Heavily roasted grains make our Oatmeal Stout impenetrably black with richness of dark chocolate and espresso. Generous additions of oats create an incredibly full-bodied beer topped with a thick, tan head.

Statistics
Original Gravity 1.062
Final Gravity 1.018 ½ lb.
Alcohol Content 5.5%

Ingredients
7 lb. John Bull Amber Malt Extract
1 lb. M & F Dark Dry Malt Extract
½ lb. M & F Roasted Barley Malt 675° L
½ lb. M & F Black Patent Malt 471° L
½ lb. M & F Chocolate Malt 338° L
1 lb. Flaked Oats
1 oz. Phoenix Hops (Bittering)
1 oz. Willamette Hops (Finishing)
Wyeast # 1099XL Whitbread Ale Yeast

Procedure
A few hours before you begin to brew, prepare your liquid yeast according to the package instructions. We assume that you are familiar with basic homebrewing techniques, so these procedures are abbreviated.

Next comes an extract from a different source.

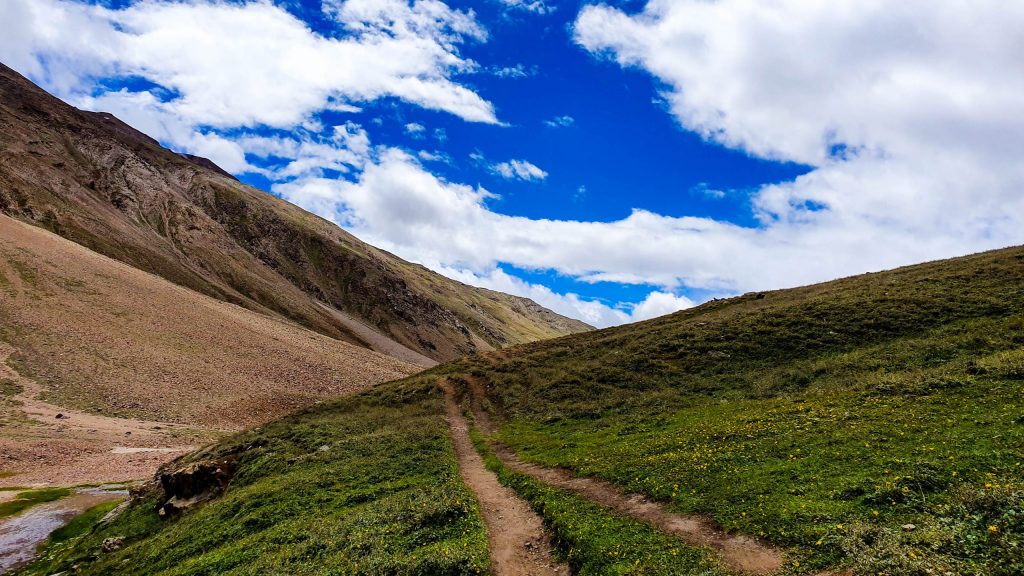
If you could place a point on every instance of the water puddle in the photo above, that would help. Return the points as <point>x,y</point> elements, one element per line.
<point>22,534</point>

1. Divide the cracked grains and flaked oats among 5 of the muslin bags (no more than ½ pound per bag) and add them to your brew kettle along with 1½ gallons of cold water. Heat slowly.

2. Steep the grains, including the oats, in hot water (about 145°–160°F) to extract flavor and color – do not allow to boil. After about 30 minutes, remove the grain bags and then bring the water to a boil.

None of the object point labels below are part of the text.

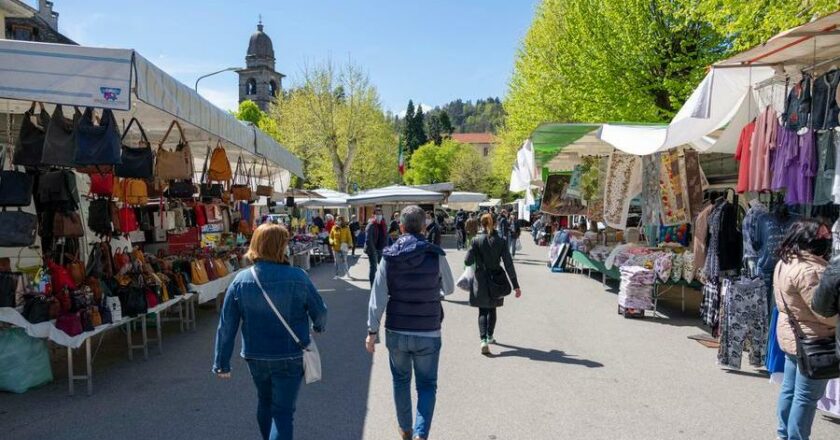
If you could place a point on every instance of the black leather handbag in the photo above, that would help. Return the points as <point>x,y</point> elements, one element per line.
<point>18,228</point>
<point>97,144</point>
<point>817,357</point>
<point>59,145</point>
<point>58,187</point>
<point>15,188</point>
<point>137,163</point>
<point>180,189</point>
<point>30,141</point>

3. Remove the pot from the heat and add the cans of malt extract and the bag of dry malt extract. Keep the kettle off the burner and stir until the malt extract is completely dissolved.

4. Put the pot back on the burner and bring it to a boil. Once boiling, place the bittering hops into muslin bags (no more than 1 oz. per bag), add them to the pot, and set your timer to boil for 1 hour. Keep an eye on the pot to avoid boil-overs.

5. After 45 minutes of boiling, you may add ½ teaspoon of Irish moss, or 1 Whirlfloc tablet, to help clarify your beer (optional).

6. After 58 minutes of boiling, add the finishing hops (in a muslin bag) and boil for 2 more minutes.

7. After 60 minutes of boiling, turn off the heat. Put a lid on your pot and cool it in an ice bath (use your sink) for about 30 minutes. Remove the hop bags from the kettle.

8. Pour 2 gallons of cold water into your sanitized fermenter, add the cooled wort (the stuff in your pot), and top up with additional water to 5 gallons. Aerate the wort with vigorous stirring, rocking the fermenter, etc.

9. Make sure the wort is below 80°F before adding yeast. Take a hydrometer reading if desired. Add the yeast.

10. After the wort (stuff in your pot) is cool, add 2 gallons of water to sanitized fermenter, add the cooled wort (if using pelletized hops pour through a sanitized strainer), and top up fermenter with additional water to 5 gallons.

11. Store the fermenter where the temperature will be a fairly constant 65°–70°F. Active fermentation may take only a few days, or it can last up to 2 weeks. A hydrometer reading is a great way to determine when the fermentation is done. Keep it in the primary fermenter until active fermentation is complete (no signs of active fermentation for the last 2 to 3 days).

12. When ready to bottle, siphon beer into your sanitized bottling bucket, leaving sediment behind. Boil the priming sugar in 1–2 cups of water for a few minutes, gently stir into the beer, and bottle as usual.